Sosúa is a small town in the Puerto Plata province of the Dominican Republic. Located approximately 4 miles from the city of Puerto Plata, has been a top tourist destination for Europeans for nearly three decades. There is a very large expatriate community which consists of mostly German, English, American, and Canadian expats.
In 1938 Rafael Trujillo offered to accept up to 100,000 Jewish refugees, about 800 German and Austrian Jewish refugees received visas by the Dominican government between 1940 and 1945 and settled in Sosua. The government provided them with land and resources with which they created a dairy and cheese factory, named Productos Sosua, still in existence today.
Descendants of the original settlers still live in Sosua, where they maintain a synagogue and a museum. The town was little known until tourism took off in the island in the mid-’80s.
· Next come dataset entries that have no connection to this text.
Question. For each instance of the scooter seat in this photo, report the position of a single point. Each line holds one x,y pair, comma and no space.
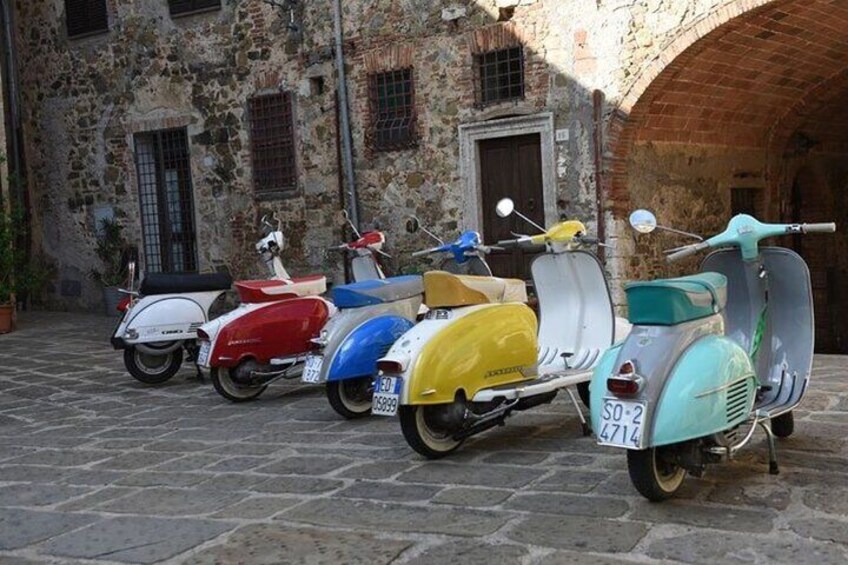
666,302
446,290
272,290
377,291
172,283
Sosua Bay attracts many water sports enthusiast, including snorkelers and divers because of its sheltered, calm waters, diverse species of fish and intricate reef structures. In the winter, whale watching is also a popular tourist activity in Sosua Bay.
The beach bears both the names Playa Alicia and Playa Casa Marina because of the hotel in close proximity that bears the same name. There are several other beaches, Sosua Beach, which is a crescent-shaped bay protected by coral formations and clear waters for divers and snorkelers. A very large population of expatriates share their culture and mingle with locals and foreigners.